2017-12-12

# Combining previous work with new things

In a previous post, we explored an example from Persi Diaconis using the Fourier Transform to change a collection of permutations into a table where the (i, j) entry is the number of voters who ranked candidate i in place j; this transformation consists of first mapping each permutation to its matrix representation, then adding the matrices together.

There’s more to explore here, however; since counts are just integers and addition of integers is both associative and commutative, this matrix addition is also commutative—that is, we can reorder and group the summands as much as we like. Thus, this problem is well suited to map-reduce-like approaches, since associativity implies parallelism. With commutativity, we can include a “shuffle” step, too. This is what the `Clojure` library `tesser` provides.

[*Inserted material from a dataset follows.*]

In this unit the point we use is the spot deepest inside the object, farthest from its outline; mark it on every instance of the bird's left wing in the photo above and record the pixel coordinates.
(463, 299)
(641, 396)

Combined with `core.matrix` for matrices, `tesser` allows us to

1. map the vote vectors to their permutation matrices
2. add them together

but, contrasted with core `Clojure`’s `map` and `reduce`, we can take advantage of the mathematical structure to do all of step 1 in parallel, then all of step 2 in parallel with arbitrary shuffling.

# `Clojure` Code

Here’s `Clojure` code that, after simulating a collection of votes, calculates the desired table in two different ways:

1. in serial, with the default `map` and `reduce`, and
2. using `tesser` to take full advantage of associativity and commutativity.

It then checks that the two answers (imaginatively called `a` and `b`) are equal, then prints out `a`.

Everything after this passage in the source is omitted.